Discover the leadership challenges posed by climate change
There are repeated calls for bold climate change leadership and action within politics, business, and both established and grassroots organisations, but what does it really entail? What kind of knowledge and skills define a climate change leader and how can they be learned? What kind of political, cultural and psychological resources are lacking in present initiatives?
In this course, we will explore climate change leadership from a broad range of perspectives. We will take stock of the Paris Agreement – the first-ever legally binding global climate deal – and discuss climate justice and pathways to avoid catastrophic climate change. We will examine the social complexity of climate change, and how it may limit the effectiveness of traditional models of leadership within governance, management and development. And we will discuss how to unpack this complexity and identify climate change leadership opportunities in practical, political and personal spheres.
Consider climate change leadership from international to local levels
Climate change leadership does not only happen in negotiation rooms at international conferences. A central part of the course is therefore to identify, discuss and work with climate change leadership challenges in your own context.
You will create a climate change leadership plan for an organisation or issue that you care about, develop your own capacity as a climate change leader and discover ways to deal with climate change that are in proportion to the scale and urgency of the challenge.

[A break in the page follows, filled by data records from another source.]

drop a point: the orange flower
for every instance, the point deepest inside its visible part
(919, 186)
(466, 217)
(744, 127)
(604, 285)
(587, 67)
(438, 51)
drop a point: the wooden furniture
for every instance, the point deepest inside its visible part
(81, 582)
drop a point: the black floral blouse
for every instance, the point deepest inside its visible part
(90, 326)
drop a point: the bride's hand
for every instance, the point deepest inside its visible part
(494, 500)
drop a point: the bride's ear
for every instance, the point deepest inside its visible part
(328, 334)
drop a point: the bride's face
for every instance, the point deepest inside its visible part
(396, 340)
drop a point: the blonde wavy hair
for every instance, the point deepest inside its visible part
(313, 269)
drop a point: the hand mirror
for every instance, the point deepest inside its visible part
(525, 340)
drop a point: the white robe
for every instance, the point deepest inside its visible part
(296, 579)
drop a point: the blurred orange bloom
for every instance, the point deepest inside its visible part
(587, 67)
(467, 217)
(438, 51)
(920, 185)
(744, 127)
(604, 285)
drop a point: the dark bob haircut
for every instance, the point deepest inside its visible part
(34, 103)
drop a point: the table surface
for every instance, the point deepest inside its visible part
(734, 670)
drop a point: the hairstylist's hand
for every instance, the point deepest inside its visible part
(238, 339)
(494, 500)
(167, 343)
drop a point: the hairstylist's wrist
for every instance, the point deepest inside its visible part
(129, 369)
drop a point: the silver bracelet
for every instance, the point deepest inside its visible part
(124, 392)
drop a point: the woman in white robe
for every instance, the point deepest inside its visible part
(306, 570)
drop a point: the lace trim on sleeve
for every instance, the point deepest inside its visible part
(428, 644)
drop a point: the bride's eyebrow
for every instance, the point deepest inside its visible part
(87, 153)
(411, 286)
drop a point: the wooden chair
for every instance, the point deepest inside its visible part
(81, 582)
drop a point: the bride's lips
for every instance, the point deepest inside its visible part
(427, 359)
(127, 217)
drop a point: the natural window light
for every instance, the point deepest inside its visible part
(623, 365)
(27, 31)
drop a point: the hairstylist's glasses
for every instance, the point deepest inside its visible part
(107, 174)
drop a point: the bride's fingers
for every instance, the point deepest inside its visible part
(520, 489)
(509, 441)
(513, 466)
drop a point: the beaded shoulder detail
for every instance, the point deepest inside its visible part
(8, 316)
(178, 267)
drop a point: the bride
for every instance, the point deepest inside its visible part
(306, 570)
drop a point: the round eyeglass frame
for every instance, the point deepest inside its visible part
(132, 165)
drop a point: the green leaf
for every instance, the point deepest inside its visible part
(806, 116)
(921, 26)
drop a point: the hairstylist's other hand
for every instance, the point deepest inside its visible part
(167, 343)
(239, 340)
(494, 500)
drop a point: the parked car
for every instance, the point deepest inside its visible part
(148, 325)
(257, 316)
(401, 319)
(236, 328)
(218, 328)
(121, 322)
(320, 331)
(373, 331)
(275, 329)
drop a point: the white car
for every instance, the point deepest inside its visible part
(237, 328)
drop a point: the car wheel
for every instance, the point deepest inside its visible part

Learn with interdisciplinary climate change leaders at Uppsala University
The course has been developed by Uppsala University – a broad research university, which makes it particularly suited to investigate interdisciplinary areas such as climate change leadership.
Throughout, you will learn with researchers who approach climate change and leadership from scientific, social and cultural standpoints, giving you the tools for creating change within your own personal and organisational contexts.